Australia’s export of coal has been booming in recent years.
But a new report from the Australian Institute of Labor and Employment (AILA) says the industry has been too reliant on cheap coal to pay for itself and it has the potential to have a big impact on the economy.
Key points:The report says coal exports are “not a reliable source of revenue” and “have been a drain on the Australian economy”The report recommends that the government consider whether the coal industry can support itself and its workersThe report argues coal export prices should be set to a level that reflects the “true costs of coal”.
“We can’t keep selling coal if we don’t know what the true cost is,” said the report’s author, economist Alistair Cooke.
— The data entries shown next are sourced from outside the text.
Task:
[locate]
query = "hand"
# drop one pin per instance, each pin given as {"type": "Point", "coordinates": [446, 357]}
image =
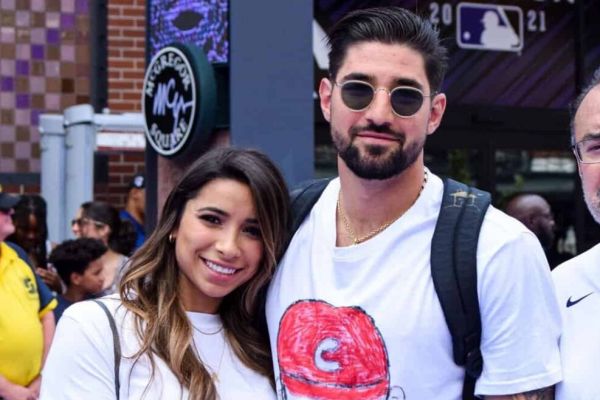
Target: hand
{"type": "Point", "coordinates": [50, 278]}
{"type": "Point", "coordinates": [17, 392]}
{"type": "Point", "coordinates": [35, 386]}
The report comes as a new coal export study from AILA predicts that the industry will continue to grow over the next 20 years, with the biggest potential for export to China and South Africa.
The study suggests that coal exports of up to 100 million tonnes a year could be “viable” for Australia if the industry is able to get cheaper than other countries.
“If the coal sector can achieve its long-term growth potential, the industry can potentially generate significant revenue streams for the Australian government,” the report says.
“The potential is there, it’s just a question of getting there.”‘
It’s just not the kind of thing you’d expect to see in the US’The report, “Coal Nation: A Global Perspective on Coal”, says that over the past decade, Australia has exported a record 762 million tonnes of coal.
That compares with the previous high of 662 million in 2009.
The analysis says the current boom in coal export is driven by a combination of a surge in the cost of coal and the increase in demand from China and Africa.
“There’s no doubt that Australia is in the midst of an unprecedented expansion in coal demand,” the AILA report says, adding that “coal is the single largest export market for the world”.
“But the fact is, it is the case that the price of coal is not the reliable source, in large part, of revenue for Australia.”
In the face of this, the coal export industry has become increasingly reliant on cheaper coal to support its operations, which has been a drag on the economic recovery of the Australian coal sector,” it says.
The AILA study says that a significant proportion of the growth in coal exports has been in Asia, and that this has led to a “greater reliance on coal in export markets”.”
The increased reliance on cheaper commodity prices has meant that the demand for coal in Australia has grown by over 60 per cent in the past 15 years,” the study says.
This has led coal companies to increasingly rely on China and other developing countries, particularly South Africa, as a supplier of coal, according to the AILA.
The organisation’s report also suggests that Australia has become dependent on cheap energy from the US, which is causing the coal-based economy to become less competitive.”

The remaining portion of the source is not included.